Pittsburgh VA Healthcare System May Be Held Responsible for Legionnaire’s Outbreak in Medical Facilities

In the coming months, a host of veterans and their families may seek out the services of a personal injury lawyer in PA. From February 2011 to November 2012 up to twenty-one patients treated in VA hospitals were later diagnosed with Legionnaire’s Disease, an airborne bacterial disease that resembles a severe case of pneumonia. Five of the patients died, according the Centers for Disease Control and Prevention. One of these was John J. Ciarolla, an 83-year-old Navy veteran. Ciarolla died in July of 2011, and his death certificate lists the cause of death as “complications from pneumonia.” In March 2013, his family met with the VA Pittsburgh Healthcare System, who told them that John died of Legionnaire’s disease, which he caught in the VA hospital where he was being treated for something else.

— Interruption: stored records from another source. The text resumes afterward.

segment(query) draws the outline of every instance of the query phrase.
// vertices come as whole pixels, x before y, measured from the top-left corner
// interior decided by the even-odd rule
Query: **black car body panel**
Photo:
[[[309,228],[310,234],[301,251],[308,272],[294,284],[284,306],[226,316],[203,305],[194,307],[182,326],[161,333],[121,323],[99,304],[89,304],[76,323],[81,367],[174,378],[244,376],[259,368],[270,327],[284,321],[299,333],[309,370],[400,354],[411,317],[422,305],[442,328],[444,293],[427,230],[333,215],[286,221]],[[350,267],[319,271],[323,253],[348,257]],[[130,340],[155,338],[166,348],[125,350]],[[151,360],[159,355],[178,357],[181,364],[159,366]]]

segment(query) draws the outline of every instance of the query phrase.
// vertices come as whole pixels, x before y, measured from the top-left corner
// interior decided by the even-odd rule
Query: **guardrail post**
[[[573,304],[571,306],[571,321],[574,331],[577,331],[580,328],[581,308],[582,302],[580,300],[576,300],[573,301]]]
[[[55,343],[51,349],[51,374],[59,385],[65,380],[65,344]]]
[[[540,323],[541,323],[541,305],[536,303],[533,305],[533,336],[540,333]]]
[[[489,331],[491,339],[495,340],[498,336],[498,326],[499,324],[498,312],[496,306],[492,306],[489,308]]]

The VA knew that multiple patients were being infected with this disease in their facilities, although it was not until October 30, 2012, that the CDC told Pittsburgh VA officials that contaminated tap water was the likely cause of the infection. Now that Pittsburgh VA Healthcare System has acknowledged its culpability, it could be facing a barrage of wrongful injury and death suits.

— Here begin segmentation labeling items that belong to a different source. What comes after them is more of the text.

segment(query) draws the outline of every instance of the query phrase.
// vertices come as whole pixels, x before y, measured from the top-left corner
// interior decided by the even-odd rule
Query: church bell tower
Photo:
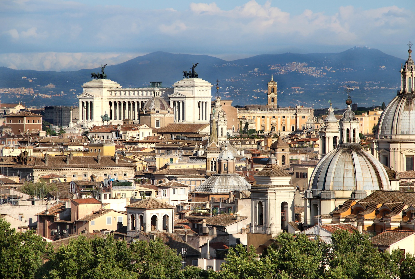
[[[277,82],[271,75],[271,80],[268,82],[268,102],[267,106],[277,108]]]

According to one expert, however, it may be difficult for patients and families to file claims, because the VA delayed announcing their negligence in the Legionnaire’s outbreak. By law, a personal injury lawyer PA is required to file a claim within two years of the injury, diagnosis, or death. According to National VA policy, hospitals must warn patients and their families about adverse conditions in medical facilities that could lead to infections or complications. The Pittsburgh VA did not fulfill these obligations until many months had passed. However, because the regulations do not specify how long the announcement can be postponed, the Pittsburgh VA did not technically violate its rules. Many, however, are hopeful that they will be able to file a claim against the Pittsburgh VA. The Office of the Inspector General Conducting an investigation to see how well medical officials followed suggestions in a 2007 report on how to prevent Legionnaire’s disease, which is already the most common form of pneumonia in VA hospitals. If the VA is found guilty or negligent, many patients and families may be able to collect money for medical bills and for pain and distress with the help of a personal injury lawyer in PA.

Of course, no amount of money will bring John Ciarolla back to life, or ease the pain in the hearts of his family. But as any good personal injury lawyer in PA will tell you, part of the reason for filing a medical malpractice suit is to bring negligent medical practitioners to task and to keep such events from happening in the future.